Case 2: block devices accessed with mmap()
mmap()ed data is flushed by vnode_pager_sync(mp) or by
uvm_vnp_sync(mp). These walk the list of uvn's (UVM)
or vm_objects (Mach VM), checking the mount point of
each corresponding vnode and flushing all dirty pages
for those which match the given mp. (uvm_vnode.c line
1984). If I'm correct that vp->v_mount for a device
node is in fact the filesystem the device node lives
in (and not NULL or something) then *usually* data
gets synced this way. However, we still lose for
device nodes that live on read-only filesystems.
I'm pretty sure I know how to fix this. I can just
change the semantics of uvm_vnp_sync()/vnode_pager_sync()
to remove the "mp" argument (and comparison), and move the
call outside the per-mount-point loop.
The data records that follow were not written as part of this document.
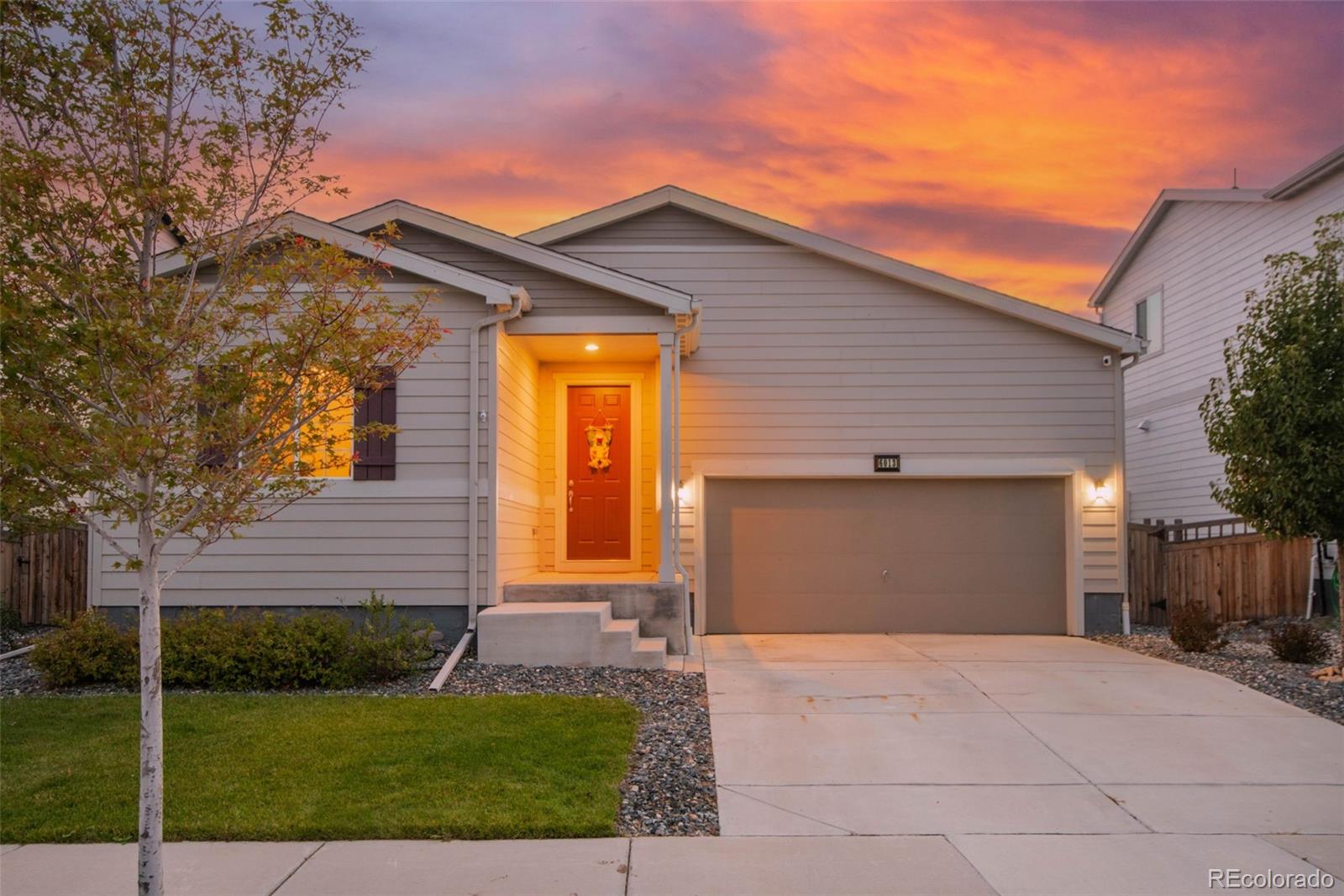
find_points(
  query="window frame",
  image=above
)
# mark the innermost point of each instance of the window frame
(1151, 312)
I don't *think* this
needs to be protected with vfs_busy.
If it does, I propose to vfs_busy all filesystems,
call uvm_vnp_sync/vnode_pager_sync with the new
interface, then either vfs_unbusy all filesystems
and iterate over them vfs_busy-ing, sync-ing, and
un-busying as before, or leave them all vfs_busied,
VFS_SYNC them all, then vfs_unbusy them all; I'd
like suggestions on which approach is better as
well as whether or not I need to bother to protect
the uvm_vnp_sync/vnode_pager_sync with vfs_busy anyway.
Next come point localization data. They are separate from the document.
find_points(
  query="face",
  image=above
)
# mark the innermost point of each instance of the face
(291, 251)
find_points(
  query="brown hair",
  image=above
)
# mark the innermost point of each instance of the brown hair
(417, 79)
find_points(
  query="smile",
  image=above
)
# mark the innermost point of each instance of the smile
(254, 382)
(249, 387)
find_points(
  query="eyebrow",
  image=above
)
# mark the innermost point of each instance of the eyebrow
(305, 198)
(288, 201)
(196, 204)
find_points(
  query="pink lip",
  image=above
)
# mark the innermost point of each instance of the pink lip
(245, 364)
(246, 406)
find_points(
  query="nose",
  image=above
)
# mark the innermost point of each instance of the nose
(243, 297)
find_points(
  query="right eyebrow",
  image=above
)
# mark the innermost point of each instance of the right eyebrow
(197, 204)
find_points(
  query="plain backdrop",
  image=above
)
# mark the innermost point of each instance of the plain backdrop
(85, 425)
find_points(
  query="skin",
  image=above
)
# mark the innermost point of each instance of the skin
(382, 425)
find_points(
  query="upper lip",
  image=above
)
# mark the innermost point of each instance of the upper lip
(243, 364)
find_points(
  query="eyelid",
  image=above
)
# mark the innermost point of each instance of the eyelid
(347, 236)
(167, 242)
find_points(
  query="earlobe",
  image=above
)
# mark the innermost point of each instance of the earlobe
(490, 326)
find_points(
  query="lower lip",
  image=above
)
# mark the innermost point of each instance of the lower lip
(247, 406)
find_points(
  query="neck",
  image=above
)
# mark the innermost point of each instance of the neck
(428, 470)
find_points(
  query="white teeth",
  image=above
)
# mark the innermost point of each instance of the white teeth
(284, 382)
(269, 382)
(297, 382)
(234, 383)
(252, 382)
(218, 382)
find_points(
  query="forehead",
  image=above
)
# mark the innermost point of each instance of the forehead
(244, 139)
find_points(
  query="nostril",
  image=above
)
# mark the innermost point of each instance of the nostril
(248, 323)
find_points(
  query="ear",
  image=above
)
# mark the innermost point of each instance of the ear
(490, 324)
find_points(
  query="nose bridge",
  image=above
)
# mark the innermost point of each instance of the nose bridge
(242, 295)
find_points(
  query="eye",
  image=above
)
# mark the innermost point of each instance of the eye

(I think I do, since it protects from unmounting
while the sync is running)
I'm quite curious about the write() case and the question about device
nodes' buffers being flushed/not flushed when the filesystems they
live on are flushed; if they are, I can't see why filesystems below
the root aren't flushed multiple times, once from the mount list and
once from their device's vnode being flushed from the filesystem it
lives in.
I'm hoping someone more familiar with the VFS code and buffer cache
can remove some of my Deep Confusion here.
--
Thor Lancelot Simon tls@rek.tjls.com
"And where do all these highways go, now that we are free?"